[eagle] Re: what is going on?, some technical content at last.
Lyle Johnson
kk7p at wavecable.com
Tue Jul 15 20:01:53 PDT 2008
> AO-40 was heavily promoted in QST and downlinks were 10 dB stronger than
> AO-13 so activity went up.
Yep, sometimes I heard 4 or 5 stations in addition to the Colorado
continuous SSTV downlink! And LEILA stepping on everything it could find
(except the SSTV downlink :-(
> I don't know how long it would have lasted. One
> interesting fact was that the AO-13 70 cm downlink worked much better in Los
> Angeles than the 2 meter downlink. Ambient noise was about 15 dB lower.

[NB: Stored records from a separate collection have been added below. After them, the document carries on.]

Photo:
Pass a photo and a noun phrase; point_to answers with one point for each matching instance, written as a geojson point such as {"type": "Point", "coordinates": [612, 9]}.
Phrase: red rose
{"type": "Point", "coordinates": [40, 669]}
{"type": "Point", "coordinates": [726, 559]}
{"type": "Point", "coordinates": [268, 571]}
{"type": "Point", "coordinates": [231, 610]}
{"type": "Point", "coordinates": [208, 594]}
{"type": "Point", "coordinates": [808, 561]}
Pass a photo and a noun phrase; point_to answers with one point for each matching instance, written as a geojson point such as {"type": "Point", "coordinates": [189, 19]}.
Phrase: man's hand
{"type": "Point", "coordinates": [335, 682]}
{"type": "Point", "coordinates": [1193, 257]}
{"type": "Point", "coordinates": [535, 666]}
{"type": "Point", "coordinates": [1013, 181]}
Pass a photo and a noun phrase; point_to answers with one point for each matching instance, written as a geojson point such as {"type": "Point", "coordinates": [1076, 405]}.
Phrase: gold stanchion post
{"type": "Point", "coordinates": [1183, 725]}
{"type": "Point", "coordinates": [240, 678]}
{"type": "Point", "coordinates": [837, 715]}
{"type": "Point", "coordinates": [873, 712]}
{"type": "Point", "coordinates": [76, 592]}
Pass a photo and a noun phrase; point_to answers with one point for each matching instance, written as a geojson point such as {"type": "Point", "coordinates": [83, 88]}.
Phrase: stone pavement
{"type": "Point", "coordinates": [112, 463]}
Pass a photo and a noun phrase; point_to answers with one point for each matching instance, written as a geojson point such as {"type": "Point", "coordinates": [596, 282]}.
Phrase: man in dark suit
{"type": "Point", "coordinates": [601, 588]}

AO-40 had downlinks strong enough to actually use. AO-13 was definitely
for weak-signal operation and needed serious antennas. Karl's analog
HELAPS was realy pushing the envelope to get near 100 kHz bandwidth. An
SDX could do it easier - but we really need to prove the SDX can
tolerate the radiation and recover from a hit. A reliable narrowband
transponder is to be preferred over an unreliable wideband transponder
:-) The original Eagle proposal, if memory serves me correctly 9it
often does not) was to have a linear transponder and the SDX was goign
to be an experiment on the 2 meter downlink, 50kHz wide or so, with a
bypass at the IF so if it became unreliable we could still get
engineering beacon data on that downlink. A coded S-band downlink is
probably even better, though, based on AO-40 experience.